Kisah itu menyentuh hati kita, sekaligus juga mengingatkan kita bahwa ada satu Pribadi yang akan “memenuhi segala keperluanmu,” sebagaimana dikatakan oleh Rasul Paulus. Meski mendekam di penjara dan tidak memiliki kepastian akan masa depannya, Paulus bersukacita atas jemaat di Filipi karena melalui bantuan finansial yang mereka berikan, Allah telah memenuhi segala keperluannya. Jemaat itu tidak kaya, bahkan sangat miskin, tetapi dengan murah hati mereka memberikan bantuan kepada Paulus dan orang lain (lihat 2 Korintus 8:1-4). Sebagaimana jemaat di Filipi telah memenuhi keperluan Paulus, Allah juga akan memenuhi segala keperluan mereka “menurut kekayaan dan kemuliaan-Nya dalam Kristus Yesus” (Flp. 4:19).

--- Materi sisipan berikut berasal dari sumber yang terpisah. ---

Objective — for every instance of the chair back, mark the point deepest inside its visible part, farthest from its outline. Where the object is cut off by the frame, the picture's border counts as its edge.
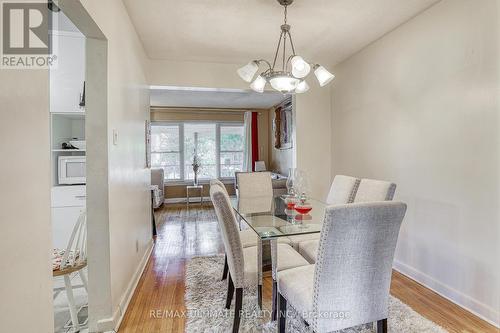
(157, 178)
(354, 264)
(254, 184)
(343, 190)
(217, 182)
(76, 251)
(230, 234)
(374, 190)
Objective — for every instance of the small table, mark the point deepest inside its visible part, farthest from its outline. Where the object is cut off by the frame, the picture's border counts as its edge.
(194, 187)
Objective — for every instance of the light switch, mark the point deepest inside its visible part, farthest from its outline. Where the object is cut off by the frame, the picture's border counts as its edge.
(115, 137)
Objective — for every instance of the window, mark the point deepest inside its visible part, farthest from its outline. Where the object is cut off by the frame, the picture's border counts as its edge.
(220, 148)
(203, 137)
(231, 150)
(165, 150)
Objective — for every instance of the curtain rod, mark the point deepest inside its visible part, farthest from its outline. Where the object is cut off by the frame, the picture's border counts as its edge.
(202, 110)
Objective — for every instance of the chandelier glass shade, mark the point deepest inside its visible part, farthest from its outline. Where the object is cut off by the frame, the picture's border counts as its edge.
(290, 78)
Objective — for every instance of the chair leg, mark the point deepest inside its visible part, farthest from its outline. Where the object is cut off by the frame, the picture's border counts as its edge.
(230, 291)
(226, 268)
(237, 309)
(274, 310)
(281, 314)
(259, 296)
(382, 326)
(84, 280)
(71, 302)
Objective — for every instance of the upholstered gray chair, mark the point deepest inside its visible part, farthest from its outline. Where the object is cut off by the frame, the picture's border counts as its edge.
(366, 190)
(253, 186)
(248, 237)
(243, 262)
(342, 191)
(349, 285)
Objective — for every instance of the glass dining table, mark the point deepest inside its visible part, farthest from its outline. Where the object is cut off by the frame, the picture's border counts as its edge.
(271, 218)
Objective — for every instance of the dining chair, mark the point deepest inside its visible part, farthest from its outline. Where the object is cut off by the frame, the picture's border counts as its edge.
(247, 236)
(243, 262)
(374, 190)
(252, 186)
(349, 284)
(73, 259)
(342, 191)
(367, 190)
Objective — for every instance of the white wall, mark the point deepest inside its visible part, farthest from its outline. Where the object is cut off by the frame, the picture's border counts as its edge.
(312, 111)
(420, 107)
(25, 243)
(128, 108)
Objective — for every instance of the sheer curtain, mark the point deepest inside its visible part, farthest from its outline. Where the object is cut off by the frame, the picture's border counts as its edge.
(247, 158)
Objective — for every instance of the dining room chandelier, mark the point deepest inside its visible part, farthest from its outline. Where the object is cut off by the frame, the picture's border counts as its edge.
(290, 78)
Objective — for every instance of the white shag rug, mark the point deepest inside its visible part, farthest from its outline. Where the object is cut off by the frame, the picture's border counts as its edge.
(206, 296)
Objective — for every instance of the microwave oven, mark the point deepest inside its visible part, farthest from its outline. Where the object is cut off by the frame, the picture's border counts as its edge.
(71, 170)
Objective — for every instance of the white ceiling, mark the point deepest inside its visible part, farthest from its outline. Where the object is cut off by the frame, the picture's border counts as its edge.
(213, 98)
(236, 31)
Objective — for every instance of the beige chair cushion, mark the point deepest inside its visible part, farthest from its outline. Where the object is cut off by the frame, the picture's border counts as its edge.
(374, 190)
(309, 250)
(297, 286)
(342, 190)
(248, 238)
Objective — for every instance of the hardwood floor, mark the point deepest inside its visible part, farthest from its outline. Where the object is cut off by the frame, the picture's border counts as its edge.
(184, 233)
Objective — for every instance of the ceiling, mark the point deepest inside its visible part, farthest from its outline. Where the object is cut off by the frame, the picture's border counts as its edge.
(236, 31)
(213, 98)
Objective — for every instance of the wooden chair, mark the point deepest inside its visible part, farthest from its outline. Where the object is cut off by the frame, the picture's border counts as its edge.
(73, 260)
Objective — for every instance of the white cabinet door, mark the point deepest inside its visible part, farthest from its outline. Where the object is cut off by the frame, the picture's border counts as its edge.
(63, 222)
(68, 73)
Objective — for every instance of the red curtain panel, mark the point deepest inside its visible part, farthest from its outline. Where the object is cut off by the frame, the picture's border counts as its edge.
(255, 139)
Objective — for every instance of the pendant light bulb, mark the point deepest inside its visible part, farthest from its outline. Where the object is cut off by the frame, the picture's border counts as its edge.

Allah kerap mengirimkan pertolongan ilahi melalui sarana manusiawi. Dengan kata lain, Allah memenuhi keperluan kita melalui pertolongan orang lain. Saat kita mempercayakan kebutuhan kita kepada-Nya, seperti Paulus, kita belajar mengenal rahasia dari kepuasan sejati dan kesanggupan untuk menghadapi keadaan apa pun (ay.12-13).